10 September 2007

Viking boat found in a Merseyside pub car park

Archaeologists believe they have found the only intact Viking boat in Britain beneath the patio of a Merseyside pub. The boat was actually found first in 1938 when a labourer building a pub car park ate the Railway Inn in Meols on the Wirral, Merseyside, unearthed part of it 3 metres below ground. However, his foreman told him to cover it up, because an archaeological dig would have slowed down construction.

John McRae, who discovered the boat in 1938, told the story to his family. Before he died in 1991, his son asked him to describe the proportions of what he had seen, which he turned into a sketch. He sent the details to archaeologists at Liverpool University, who put them on record. When the pub's owner sought planning permission for a new patio, details of the buried boat emerged. Stephen Harding, an expert on the Viking settlement which once covered much of the Wirral peninsula organised a radar scan of the area which revealed a "boat-shaped anomaly". It is buried in waterlogged blue clay a medium , which preserves wood and which ensured the survival of the few Viking vessels found in Norway.

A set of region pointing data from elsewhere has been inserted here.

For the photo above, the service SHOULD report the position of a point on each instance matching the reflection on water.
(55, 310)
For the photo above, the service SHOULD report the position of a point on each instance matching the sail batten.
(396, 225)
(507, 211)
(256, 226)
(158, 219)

Dr Knut Paasche, of the University of Oslo, has examined the scan and believes the vessel may well be a "six faering", a six-oared boat which could carry 12 people. If this is the case then it will be the first intact Viking boat found in Britain. Examples have previously unearthed at Balladoole on the Isle of Man and Sanday in Orkney, but all that was left of these vessels were imprints in sand and some weaponry


The Wirral was an independent Viking mini-state in the 10th century. Many Viking place names remain, including Thingwall, the name of the parliament., Kirby and Pensby.

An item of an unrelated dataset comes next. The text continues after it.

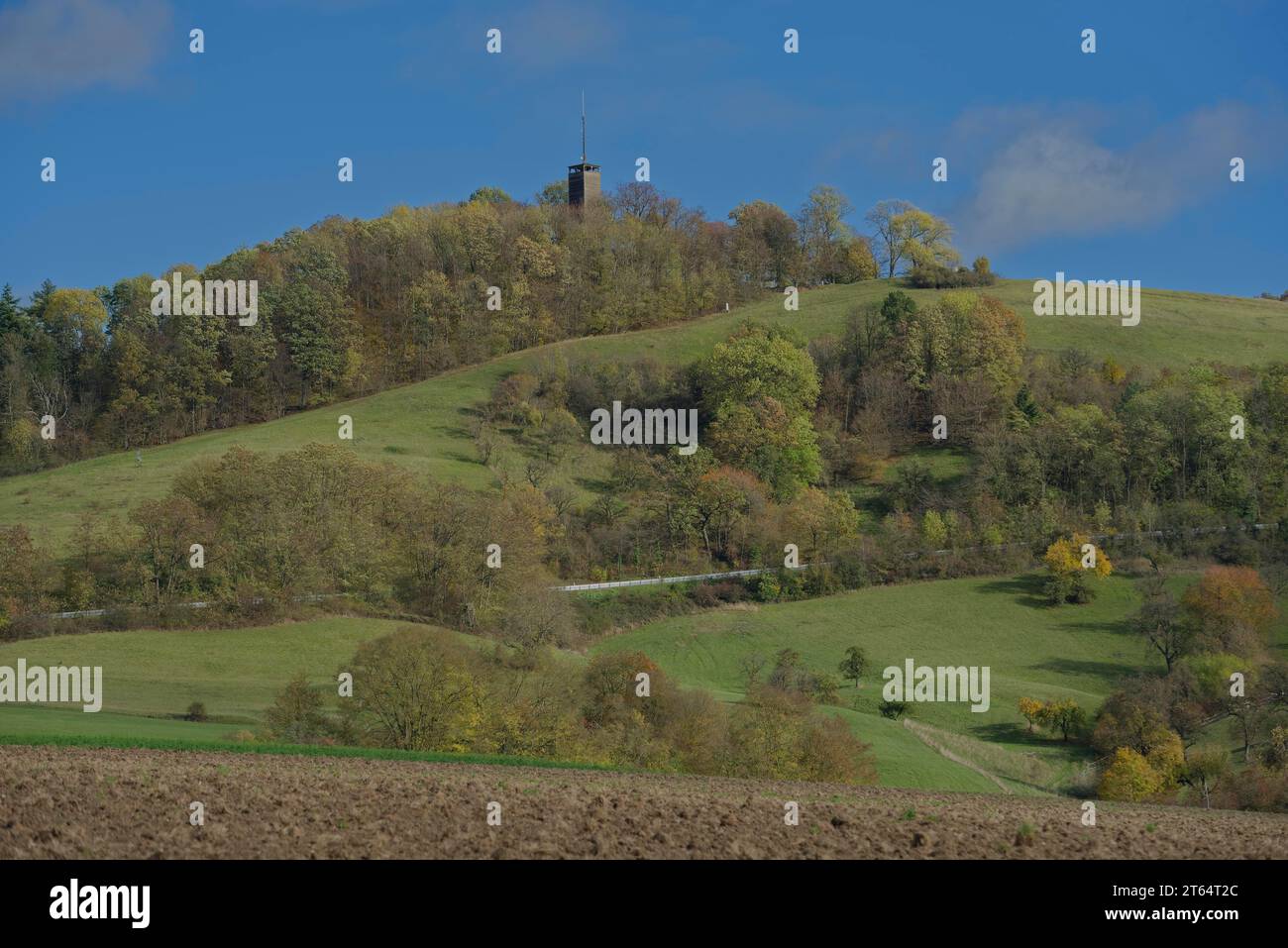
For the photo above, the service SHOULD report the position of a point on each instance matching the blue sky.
(1111, 165)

I daresay some wag somewhere will make a comment about Anglo-Saxon scallies nicking the oars.....


4 comments:

Anonymous said...

Interesting! There was probably also a "thing" in Rochdale, which also has many Viking placenames ...including Rochdale "dale" meaning Valley in Old Norse!

Seee

Http://rochdaleding.blogspot.com

jams o donnell said...

I'm glad you found this piece interesting. It certainly fascinated me. Thanks for the link to your blog. An excellent article about a possible Thing in Rochdale

Steve Bates said...

I've read explanations of the name "Viking" as being a word for an activity... pillage, plunder, etc. ... which came to be the name of the people who engaged in that activity.

I don't believe a word of it. As I said on Bryan's site, "Viking" is surely a misunderstanding of something the townspeople shouted when they approached, something that sounded like, "Lookit all them Viking warriors!"

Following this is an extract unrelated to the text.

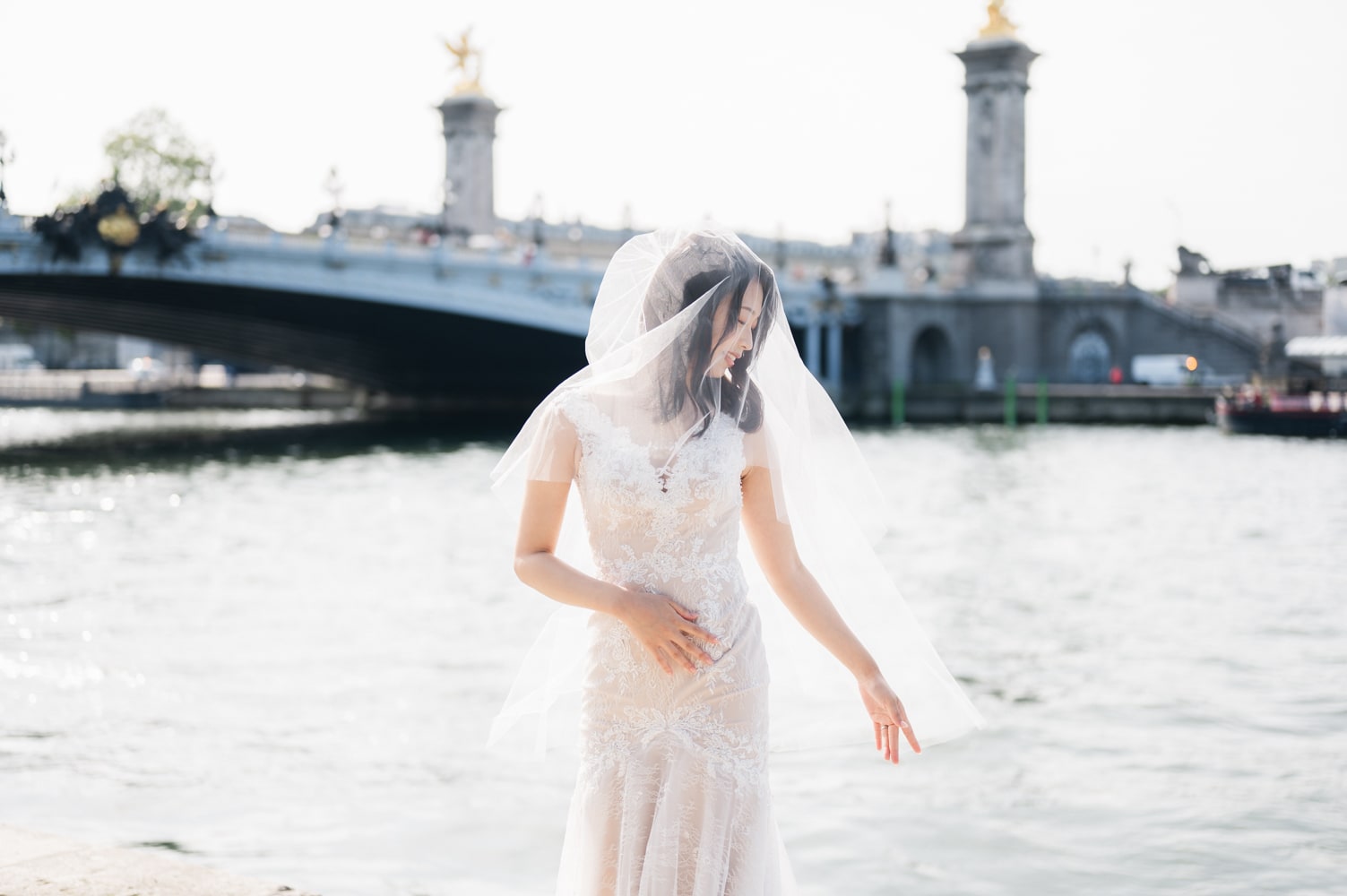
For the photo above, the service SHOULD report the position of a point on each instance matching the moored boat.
(1314, 414)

I hope this time they excavate the boat; I'd love to read about and see the results of such a dig.

(BTW, Bryan and I are both offline for Monday afternoon [U.S. CDT] because our shared host is moving all the servers. You've heard the old joke about the bandwidth of a truck full of disk devices rolling down a highway? well, they're doing exactly that.)

jams o donnell said...

It's from to go a viking - going off for some pillage. but I can imagine the vernacular when the longships hoved into view!.

Seriously I really hope the boat is excavated. It will be an important national artefact.